Yet all this was simply material. I didn’t have a novel. I didn’t have a structure, and I had stories raging and clawing in my chest. I wanted to write about a family gathered around a deathbed; I wanted to write a novel about parents and offspring; I wanted to write a novel about the grandfather and how a family begins, how it forms (Abraham, Ishmael, Isaac?); I wanted to tell stories. It was a year later, in 2004, that it finally occurred to me that it was one novel, that everything fit together because the grandfather was a hakawati, and so was the entire family. Once I had that, I had the structure. I had my novel.

What are some of the oral and written storytelling sources that influenced you in the writing of this book?
I’ve always been influenced by my reading. For this novel it was books, books, and more books: Calvino, Homer, Ovid; Koran, Bible, Bhagavad Gita; literary, commercial, and pulp fiction; Arabic poetry and folktales; a hakawati’s book; German studies of Arabic tales; Marvel comics, DC comics, Astérix and Obélix, Tintin; Nabokov, Borges, Nooteboom; Shakespeare’s plays; and memoirs written by family members now long gone.
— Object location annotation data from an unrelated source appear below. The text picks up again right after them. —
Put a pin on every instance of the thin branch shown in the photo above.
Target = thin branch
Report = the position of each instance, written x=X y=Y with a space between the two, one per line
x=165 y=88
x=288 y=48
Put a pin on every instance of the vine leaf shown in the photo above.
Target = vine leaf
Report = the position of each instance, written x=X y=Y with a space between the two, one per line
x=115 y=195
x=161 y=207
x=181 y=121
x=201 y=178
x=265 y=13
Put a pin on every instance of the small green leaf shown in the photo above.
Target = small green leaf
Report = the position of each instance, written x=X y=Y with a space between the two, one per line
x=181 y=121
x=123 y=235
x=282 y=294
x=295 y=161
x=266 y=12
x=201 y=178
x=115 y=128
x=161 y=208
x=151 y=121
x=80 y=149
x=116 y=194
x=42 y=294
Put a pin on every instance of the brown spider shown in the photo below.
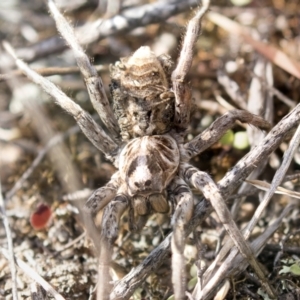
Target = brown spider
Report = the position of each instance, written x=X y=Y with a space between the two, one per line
x=151 y=108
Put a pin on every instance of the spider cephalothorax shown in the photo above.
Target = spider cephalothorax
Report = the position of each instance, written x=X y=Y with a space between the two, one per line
x=153 y=108
x=142 y=99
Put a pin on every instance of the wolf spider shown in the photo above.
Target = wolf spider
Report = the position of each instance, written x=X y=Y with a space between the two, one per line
x=148 y=123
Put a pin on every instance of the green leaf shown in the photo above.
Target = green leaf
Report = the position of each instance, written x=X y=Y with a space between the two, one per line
x=240 y=2
x=241 y=140
x=295 y=269
x=227 y=138
x=192 y=283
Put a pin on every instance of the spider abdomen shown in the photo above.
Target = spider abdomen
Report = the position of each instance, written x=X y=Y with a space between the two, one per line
x=149 y=163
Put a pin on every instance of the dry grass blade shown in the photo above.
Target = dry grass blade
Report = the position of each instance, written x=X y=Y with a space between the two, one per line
x=279 y=176
x=235 y=263
x=265 y=186
x=50 y=71
x=273 y=54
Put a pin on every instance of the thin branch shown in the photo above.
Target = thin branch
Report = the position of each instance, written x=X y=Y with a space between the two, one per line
x=49 y=71
x=128 y=20
x=90 y=128
x=93 y=82
x=10 y=251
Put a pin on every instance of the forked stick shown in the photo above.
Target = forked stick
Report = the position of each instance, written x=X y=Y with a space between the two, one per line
x=89 y=127
x=180 y=87
x=93 y=82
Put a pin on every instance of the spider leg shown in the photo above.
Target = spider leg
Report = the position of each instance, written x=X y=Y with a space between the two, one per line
x=182 y=195
x=93 y=82
x=202 y=181
x=179 y=76
x=218 y=128
x=89 y=127
x=109 y=233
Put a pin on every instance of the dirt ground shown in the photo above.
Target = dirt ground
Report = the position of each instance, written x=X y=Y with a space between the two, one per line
x=44 y=157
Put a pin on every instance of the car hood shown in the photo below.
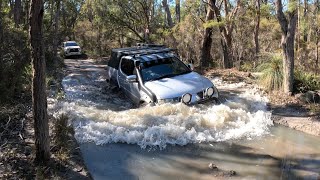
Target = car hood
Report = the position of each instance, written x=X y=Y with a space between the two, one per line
x=72 y=47
x=178 y=85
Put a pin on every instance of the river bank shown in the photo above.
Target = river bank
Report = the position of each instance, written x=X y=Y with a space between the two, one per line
x=286 y=110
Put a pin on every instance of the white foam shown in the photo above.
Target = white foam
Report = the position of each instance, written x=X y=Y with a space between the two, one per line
x=244 y=116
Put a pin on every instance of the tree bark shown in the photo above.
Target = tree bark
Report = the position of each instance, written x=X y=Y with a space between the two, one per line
x=288 y=27
x=1 y=37
x=257 y=28
x=205 y=55
x=56 y=32
x=39 y=98
x=305 y=18
x=178 y=11
x=17 y=12
x=168 y=13
x=226 y=32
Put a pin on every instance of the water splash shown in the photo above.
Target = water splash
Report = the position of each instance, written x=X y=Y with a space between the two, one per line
x=100 y=116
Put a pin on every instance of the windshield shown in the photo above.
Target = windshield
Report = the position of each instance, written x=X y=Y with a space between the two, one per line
x=163 y=68
x=71 y=44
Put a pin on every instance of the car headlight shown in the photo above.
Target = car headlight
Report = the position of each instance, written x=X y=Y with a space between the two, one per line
x=186 y=98
x=209 y=91
x=171 y=100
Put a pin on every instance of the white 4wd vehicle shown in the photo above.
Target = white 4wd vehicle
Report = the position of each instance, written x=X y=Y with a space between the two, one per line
x=71 y=48
x=154 y=74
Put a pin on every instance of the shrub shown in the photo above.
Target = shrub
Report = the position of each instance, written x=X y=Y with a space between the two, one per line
x=272 y=74
x=305 y=81
x=247 y=67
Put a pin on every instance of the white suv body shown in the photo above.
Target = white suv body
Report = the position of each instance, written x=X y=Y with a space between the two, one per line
x=71 y=48
x=156 y=75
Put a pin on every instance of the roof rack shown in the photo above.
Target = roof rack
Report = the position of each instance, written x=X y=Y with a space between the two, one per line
x=148 y=51
x=150 y=45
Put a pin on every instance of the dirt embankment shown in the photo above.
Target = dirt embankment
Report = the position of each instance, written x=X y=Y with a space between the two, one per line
x=286 y=110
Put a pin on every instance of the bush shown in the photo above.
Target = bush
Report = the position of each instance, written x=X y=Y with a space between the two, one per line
x=62 y=131
x=305 y=81
x=272 y=74
x=247 y=67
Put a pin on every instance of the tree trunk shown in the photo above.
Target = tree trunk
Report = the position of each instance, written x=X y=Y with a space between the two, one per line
x=178 y=11
x=305 y=18
x=39 y=98
x=205 y=55
x=17 y=12
x=167 y=10
x=1 y=37
x=288 y=27
x=256 y=29
x=56 y=33
x=226 y=32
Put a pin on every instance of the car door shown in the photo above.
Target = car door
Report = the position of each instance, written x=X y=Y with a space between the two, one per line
x=126 y=68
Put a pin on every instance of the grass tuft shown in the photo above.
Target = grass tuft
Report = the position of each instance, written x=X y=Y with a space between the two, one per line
x=272 y=74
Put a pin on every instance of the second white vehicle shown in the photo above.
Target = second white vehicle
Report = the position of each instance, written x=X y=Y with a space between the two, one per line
x=71 y=48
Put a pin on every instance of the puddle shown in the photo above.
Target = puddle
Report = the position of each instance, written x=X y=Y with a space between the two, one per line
x=174 y=140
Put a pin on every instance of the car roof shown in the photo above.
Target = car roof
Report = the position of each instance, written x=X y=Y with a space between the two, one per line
x=142 y=53
x=70 y=42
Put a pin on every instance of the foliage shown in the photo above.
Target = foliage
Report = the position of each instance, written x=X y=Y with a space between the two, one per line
x=14 y=58
x=62 y=131
x=306 y=81
x=272 y=75
x=247 y=67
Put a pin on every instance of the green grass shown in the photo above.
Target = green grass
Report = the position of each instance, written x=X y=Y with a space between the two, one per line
x=306 y=81
x=272 y=73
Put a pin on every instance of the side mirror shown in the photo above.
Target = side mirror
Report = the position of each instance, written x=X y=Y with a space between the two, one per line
x=191 y=67
x=131 y=78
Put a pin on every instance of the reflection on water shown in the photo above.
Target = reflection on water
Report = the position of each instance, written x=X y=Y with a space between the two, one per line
x=101 y=115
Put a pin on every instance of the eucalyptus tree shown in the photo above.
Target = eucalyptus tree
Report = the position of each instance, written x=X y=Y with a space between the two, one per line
x=39 y=98
x=288 y=28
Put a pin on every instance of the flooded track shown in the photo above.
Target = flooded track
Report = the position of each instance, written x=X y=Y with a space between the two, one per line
x=174 y=141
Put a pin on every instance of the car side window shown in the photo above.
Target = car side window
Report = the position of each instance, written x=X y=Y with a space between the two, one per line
x=127 y=67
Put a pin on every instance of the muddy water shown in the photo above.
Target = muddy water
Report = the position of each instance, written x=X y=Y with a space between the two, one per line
x=173 y=141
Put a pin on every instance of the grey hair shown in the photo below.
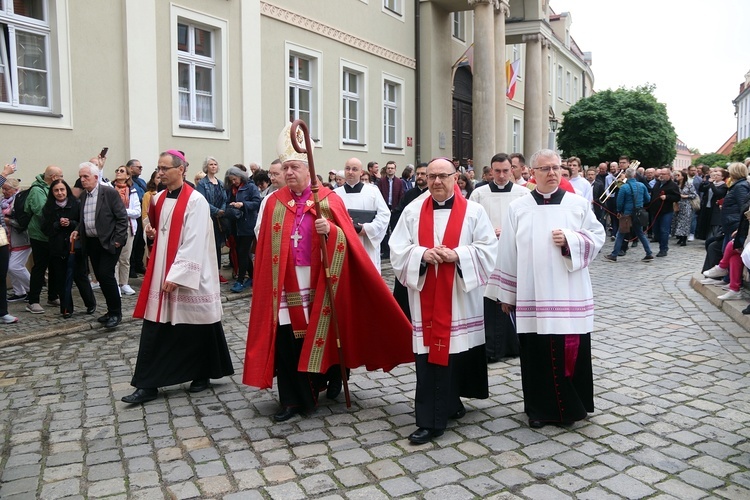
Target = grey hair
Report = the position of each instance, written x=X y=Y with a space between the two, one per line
x=205 y=163
x=93 y=169
x=543 y=153
x=237 y=172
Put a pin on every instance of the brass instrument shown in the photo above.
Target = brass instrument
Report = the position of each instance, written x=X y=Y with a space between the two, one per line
x=618 y=182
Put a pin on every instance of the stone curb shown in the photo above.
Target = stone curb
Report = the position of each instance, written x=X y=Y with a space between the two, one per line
x=63 y=329
x=733 y=308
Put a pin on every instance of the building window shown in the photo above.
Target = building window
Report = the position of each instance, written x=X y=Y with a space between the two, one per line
x=196 y=69
x=459 y=25
x=392 y=113
x=352 y=105
x=24 y=55
x=393 y=6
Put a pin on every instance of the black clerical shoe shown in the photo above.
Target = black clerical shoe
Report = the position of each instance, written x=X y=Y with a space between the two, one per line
x=286 y=413
x=460 y=413
x=141 y=396
x=198 y=385
x=113 y=321
x=423 y=435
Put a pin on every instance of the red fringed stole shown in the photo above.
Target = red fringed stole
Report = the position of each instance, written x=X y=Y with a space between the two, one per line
x=436 y=296
x=173 y=242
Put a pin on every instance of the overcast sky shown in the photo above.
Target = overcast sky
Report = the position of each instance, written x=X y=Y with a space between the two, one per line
x=696 y=52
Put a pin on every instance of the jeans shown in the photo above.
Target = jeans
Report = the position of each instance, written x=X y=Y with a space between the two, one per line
x=662 y=227
x=638 y=230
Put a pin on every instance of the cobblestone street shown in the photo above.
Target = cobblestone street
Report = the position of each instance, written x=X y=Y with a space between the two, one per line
x=672 y=416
But then I’ve always considered myself fortunate to be Lebanese. Once I understood what kind of book I was writing, I spread the word among family and friends that I was looking for stories. I received hundreds of calls from acquaintances, long-lost relatives, strangers who swore they were relatives, talkers all, wanting to tell me their stories. Stories flit about us all the time. We just forget to listen. Our butterfly nets gather dust.

Your mastery of multiple plot lines is dazzling. How did you keep track of the different threads and weave them into a cohesive whole?
I don’t plot anywhere but in my head—no outlines, corkboards, or graphs! I was a mathematician and studied engineering. I’ve always had a certain facility with spatial problems. Maybe that’s why I can keep track of the different weaves, but I’m unable to explain how.

Not surprisingly for a culture that produced The Arabian Nights, storytelling has always been an important art in the Middle East. Are there modern-day hakawatis in Lebanon? Or are the new hakawatis novelists like yourself? Are there other Lebanese authors that you would recommend to American readers?
There are no modern-day hakawatis, at least not in Lebanon. I know of one in Damascus, in a café called the Nafoura (fountain), but he plies his trade for tourists. I heard of a couple of retired old coots in northern Syria, both Kurds. There is a theater troupe in Cairo that is trying to revive the art, but I don’t know much about them. Are novelists the new hakawatis? Yes, and so are playwrights, poets, filmmakers, and even soap operas. I do read Hanan al-Shaykh and Rashid al-Daif. Other Lebanese writers I read are Amin Maalouf, Hoda Barakat, and Elias Khoury.

Do you still live part-time in Beirut? What is the city like today?
I do. Like all great cities, Beirut is constantly changing and must be experienced. Come visit.